Sunday 30 December 2012
Read gnomica 1-200 here!
The shoe that fits one person pinches another;
there is no recipe for living that suits all cases.
Carl Gustav Jung (26 Jul 1875 – 6 Jun 1961)
A Swiss psychiatrist of enormous influence not only as a clinician but also as someone who applied his theories of the archetypes of the collective unconscious to such non-medical fields as the study of art, literature, myth and religion – as have countless epigones in the humanities. I happily admit that what I believe I understand of his thinking on these matters I find quite seductive, especially in connection with the study of comparative mythology. The earlier stages of a collaborative relationship between Jung and the older Freud (6 May 1856 – 23 Sep 1939) deteriorated to the point that Jung broke with Freud.
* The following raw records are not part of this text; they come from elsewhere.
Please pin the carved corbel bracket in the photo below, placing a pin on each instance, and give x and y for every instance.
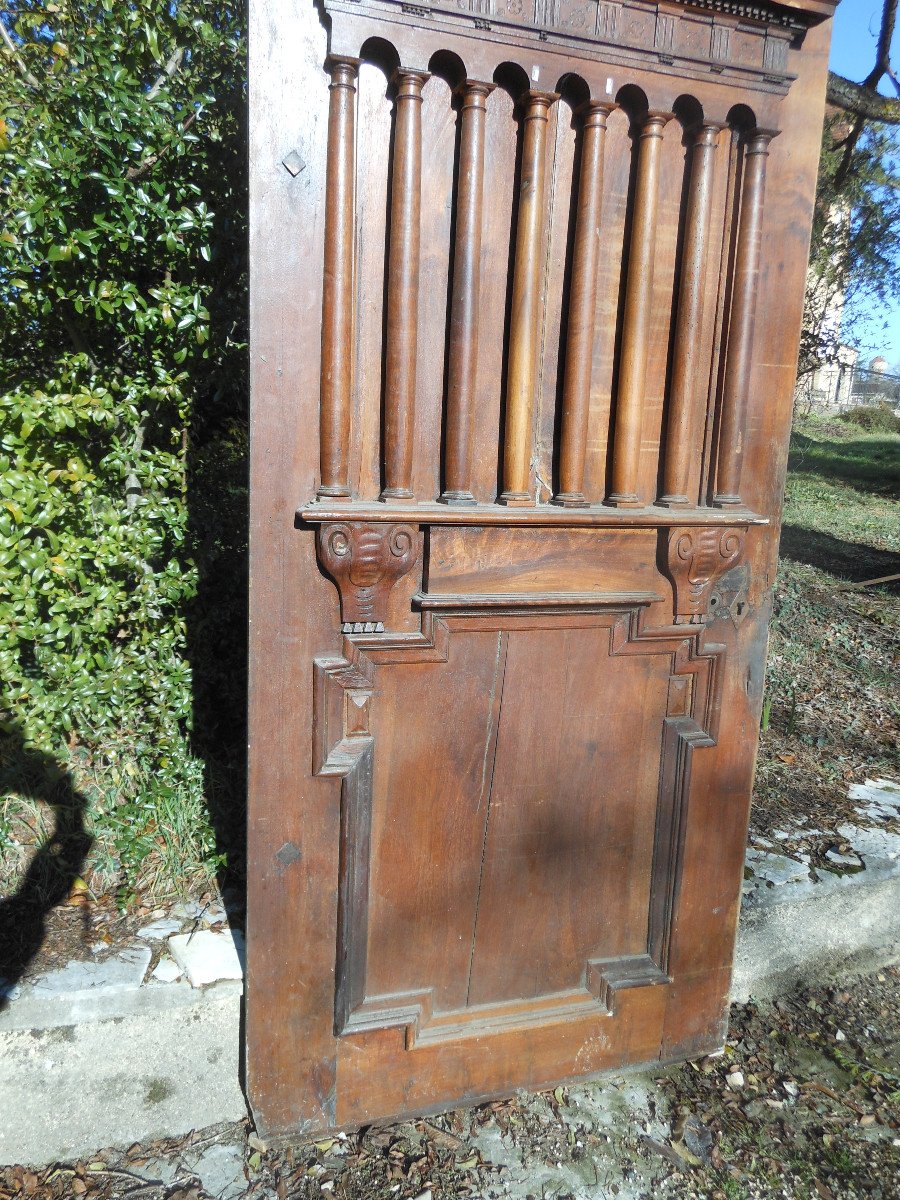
(365, 561)
(696, 559)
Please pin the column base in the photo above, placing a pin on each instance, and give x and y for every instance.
(675, 502)
(570, 501)
(624, 501)
(456, 498)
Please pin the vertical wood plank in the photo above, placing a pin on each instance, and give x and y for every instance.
(582, 305)
(633, 371)
(743, 316)
(682, 426)
(337, 280)
(403, 288)
(526, 304)
(462, 367)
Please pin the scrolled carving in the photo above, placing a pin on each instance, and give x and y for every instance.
(365, 561)
(696, 558)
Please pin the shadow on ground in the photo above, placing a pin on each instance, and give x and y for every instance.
(851, 561)
(57, 864)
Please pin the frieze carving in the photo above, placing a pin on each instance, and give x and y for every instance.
(696, 559)
(697, 39)
(365, 561)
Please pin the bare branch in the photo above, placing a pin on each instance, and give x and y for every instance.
(862, 100)
(882, 60)
(171, 69)
(17, 58)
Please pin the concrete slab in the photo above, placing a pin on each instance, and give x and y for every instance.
(815, 931)
(124, 972)
(71, 1089)
(207, 957)
(91, 1056)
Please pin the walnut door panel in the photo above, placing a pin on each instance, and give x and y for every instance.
(526, 294)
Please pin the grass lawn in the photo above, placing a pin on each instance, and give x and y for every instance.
(831, 714)
(832, 708)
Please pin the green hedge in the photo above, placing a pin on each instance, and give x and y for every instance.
(123, 396)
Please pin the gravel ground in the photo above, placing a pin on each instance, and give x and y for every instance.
(804, 1103)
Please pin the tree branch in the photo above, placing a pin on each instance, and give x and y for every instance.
(862, 101)
(17, 58)
(171, 69)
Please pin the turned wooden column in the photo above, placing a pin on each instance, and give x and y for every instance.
(523, 334)
(684, 394)
(582, 304)
(337, 343)
(462, 366)
(401, 324)
(636, 322)
(738, 363)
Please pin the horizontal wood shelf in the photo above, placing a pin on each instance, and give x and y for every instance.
(540, 515)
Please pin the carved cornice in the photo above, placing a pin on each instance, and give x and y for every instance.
(365, 561)
(696, 559)
(737, 39)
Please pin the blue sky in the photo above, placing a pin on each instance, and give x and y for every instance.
(853, 45)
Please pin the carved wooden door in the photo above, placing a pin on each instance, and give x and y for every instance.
(526, 298)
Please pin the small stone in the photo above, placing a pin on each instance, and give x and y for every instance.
(9, 990)
(840, 859)
(208, 957)
(167, 970)
(221, 1171)
(775, 869)
(161, 929)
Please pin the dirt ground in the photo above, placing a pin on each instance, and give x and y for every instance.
(804, 1104)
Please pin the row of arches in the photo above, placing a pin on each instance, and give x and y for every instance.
(553, 439)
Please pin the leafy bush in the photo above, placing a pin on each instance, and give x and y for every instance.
(874, 418)
(123, 277)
The latter’s insistence on the centrality of sex in understanding human behavior did not, in the end, sit well with his protégé, nor did Freud’s theory of the ‘unconscious’. Jung and Freud went their separate ways – not without some bitterness on both sides – and Jung turned in a different direction to what came to be called analytic psychology.
The influence of both men on intellectual life and theorizing within many academic arenas during the twentieth century is impossible to overestimate, but in the new century their authority is on the wane now that an essentially mechanistic, neurochemical model of our behavioral repertoires has created a fundamentally different paradigm for thinking about and dealing with these matters.
But for all that, Jung’s analogy shoehorns into the rest of this bitty brief blog a brief bitty bit of rumination of my own about something. And the ‘something’ shall – this time – involve both a ‘living out there with the world’ as well a ‘living in here with my thought’. To generalize very broadly: why can’t Anna see things the way Beth does, or Cynthia the way David does, or Ed the way Floyd does?
The picture that now shapes itself in my mind is of a petulant Anna whining to her friend Beth about Beth’s discomfort with, say, Republican economic thinking: “It fits with the way the world really works,” is Anna’s insistent suasion. But Beth, whose mother lives pretty much on Social Security, demurs in strongest terms, noting that every month her mother is pinched for enough money to pay the rent. It may all just end in an argument that is friendly enough, and an appreciation that people are different but do not therefore need to be demonized. In the privacy of their divergent fits in thinking about Republican economics no harm as such is done, and they just agree to disagree. The operational stakes are, after all, rather inconsequential for Anna and Beth, and even for Beth’s mother.
But what if, say, Cynthia and David are married? Now the stakes are hardly inconsequential. Isn’t it then a good thing if Cynthia with her tiny shoes can appreciate that there’s nothing demonically wrong with David’s big boots? With a little good will on each side, life will still go on just fine for both of them.
And, say, Ed and Floyd sit on opposite sides of the aisle in Congress? Now the stakes are more than substantial. Wouldn’t it then be a good thing if – whatever the issue — Floyd realized that Ed isn’t his enemy and Ed recognized that Floyd loves America as much as he does?